What is transgenderism?

A transgender person is one who identifies with a gender (male or female) that differs from the one they were assigned at birth. Just as it is impossible to modify one’s sexual orientation, it is also impossible to change one’s gender identity.

Heterosexism is an institutionalized system of belief that defends and promotes heterosexuality by identifying it as normative and superior to other sexual orientations and identities. As is so often the case when a person does not fit into societal norms, transgender individuals feel « different » and often face intense discrimination.

Transgenderism and addiction

According to the Canadian Centre on Substance Use and Addiction, transgender youth who report experiencing discrimination are more likely to use drugs. Gender minority stressors have been linked to excessive alcohol use among transgender men and excessive cannabis use among transgender women.

Systemic exclusion of transgender youth can lead to feelings of shame and social withdrawal and the use of alcohol and drugs to neutralize those feelings. Several studies clearly show that drug use is increasing significantly among transgender people.

Unfortunately, the reasons that lead them to substance abuse in the first place are also the reasons that prevent them from asking for help. Portage Atlantic makes every effort to provide transgender youth with a safe, secure environment in order to help them overcome their addiction.

The mother of a young transgender resident at Portage explains: “The openness of Portage and the support provided was decisive for our child and for us. Until a universal change occurs in our conception of gender, children who identify themselves with a gender other than the one attributed at birth will continue to harbor shame and self-hatred”.

Adapting services to transgender needs

In order to help transgender youth, Portage has adapted many aspects of its services for people aged 14 to 21 in the Atlantic provinces.
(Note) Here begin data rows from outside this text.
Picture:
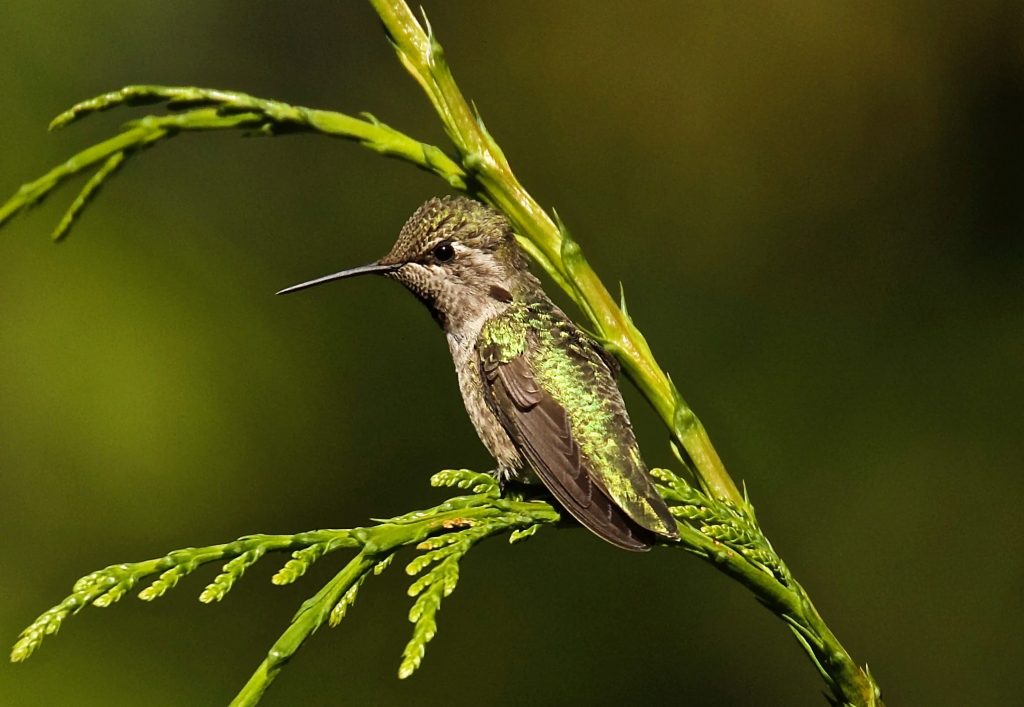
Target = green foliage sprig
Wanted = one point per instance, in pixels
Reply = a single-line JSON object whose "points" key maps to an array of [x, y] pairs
{"points": [[443, 534], [716, 522]]}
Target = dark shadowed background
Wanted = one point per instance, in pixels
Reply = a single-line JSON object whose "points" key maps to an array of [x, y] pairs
{"points": [[815, 210]]}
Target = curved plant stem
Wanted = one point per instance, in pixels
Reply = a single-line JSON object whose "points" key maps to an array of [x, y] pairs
{"points": [[716, 522]]}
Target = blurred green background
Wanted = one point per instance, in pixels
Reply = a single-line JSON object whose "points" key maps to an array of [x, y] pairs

With the support of social workers, Portage has tailored its assessment tools as well as its care plans to meet the needs of transgender youth. Other changes have focused on maintaining a safe, reassuring environment and rethinking the premises (bedrooms, showers, bathrooms, etc.). And last but not least, Portage has committed to preventing discrimination and supporting youth as they develop their identity while helping them overcome their addiction.

More than 40 counsellors from Portage centres across Canada have been trained to adapt services to transgender people. Portage values like dignity, safety and respect are put into practice every day to make these youth feel welcome.